Amazon Web Services lands 5-year U.S. Navy cloud computing contract worth over $700M

Just weeks after landing a share of a multibillion-dollar cloud computing contract for the U.S. Department of Defense, Amazon Web Services Inc. has struck another major deal with the U.S. Navy.

Under the five-year contract, AWS provide a range of cloud services to the Navy, according to a notice posted on the DOD’s website Monday. The $723.9 million contract is described as a single-award, fixed-price enterprise software license blanket purchase agreement.

According to the specifics of the deal, AWS will provide the Department of the Navy with access to its commercial cloud environment, professional services and AWS training and certification courses. The Navy said the purchase agreement does not obligate funds at the time of the award. Instead, the funds will be committed as task orders are issued and will come from a variety of sources, including working capital, operations and maintenance funds.

The document details the Naval Information Warfare Center Pacific in San Diego, California, as the contracting entity for the deal, and said work will be performed for a maximum of five years between December 2022 and December 2028.

Earlier this month, AWS was named as one of four winners of the DOD’s Joint Warfighting Cloud Capability contract, which is said to be worth $9 billion over the next six years.

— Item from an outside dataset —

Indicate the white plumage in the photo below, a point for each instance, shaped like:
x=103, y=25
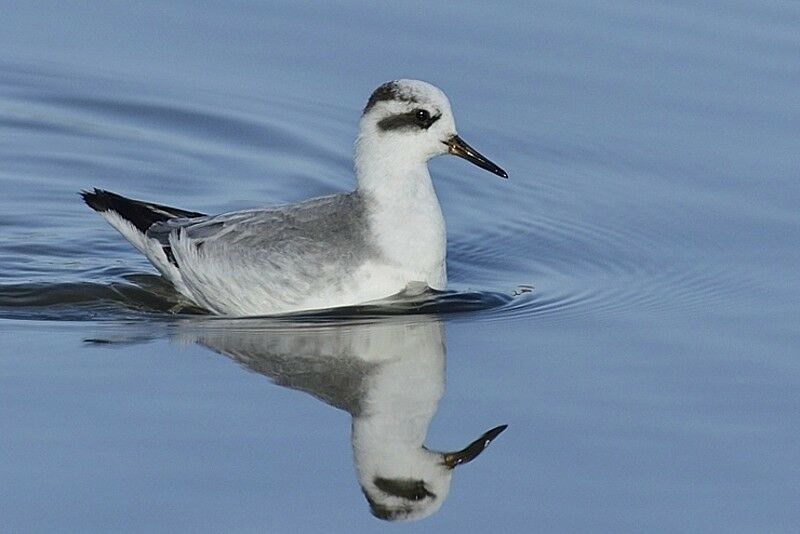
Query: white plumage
x=340, y=250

Microsoft Corp., Google LLC and Oracle Corp. also snagged a piece of that contract. As with today’s deal, the JWWC contract will be based on task orders, with individual agencies free to choose the cloud provider they think is best suited for each capability or service they require.

The JWWC contract is the successor to the DOD’s Joint Enterprise Defense Infrastructure contract, which intended to hire a single provider to deliver cloud infrastructure capabilities to the entire U.S. military for a period of 10 years. Microsoft emerged as the winner of that contract, but the decision was bitterly contested by AWS and Oracle, which both launched legal bids in protest. Ultimately, those challenges persuaded the DOD to cancel the contract and rethink its cloud computing plans.

What isn’t clear is whether the $723.9 million Navy contract represents a chunk of the JWCC deal, or if it is a separate award. However, the DOD at the time said the $9 billion budget for JWCC was supposed to represent its ceiling on cloud spending for the next five years.

AWS has had a lot of success in landing megabucks cloud contracts from the U.S. government. In 2020, it was selected as one of five winners of the Central Intelligence Agency’s Commercial Cloud Enterprise contract, which is said to be worth “tens of billions of dollars. AWS will compete for task orders relating to that contract with Microsoft, Oracle, Google and also IBM Corp.

Earlier this year, AWS was re-awarded a $10 billion contract to provide cloud computing services to the U.S. National Security Agency. The original contract award has been canceled after a protest by Microsoft, only for AWS to be chosen as the sole winner again following a review of the award.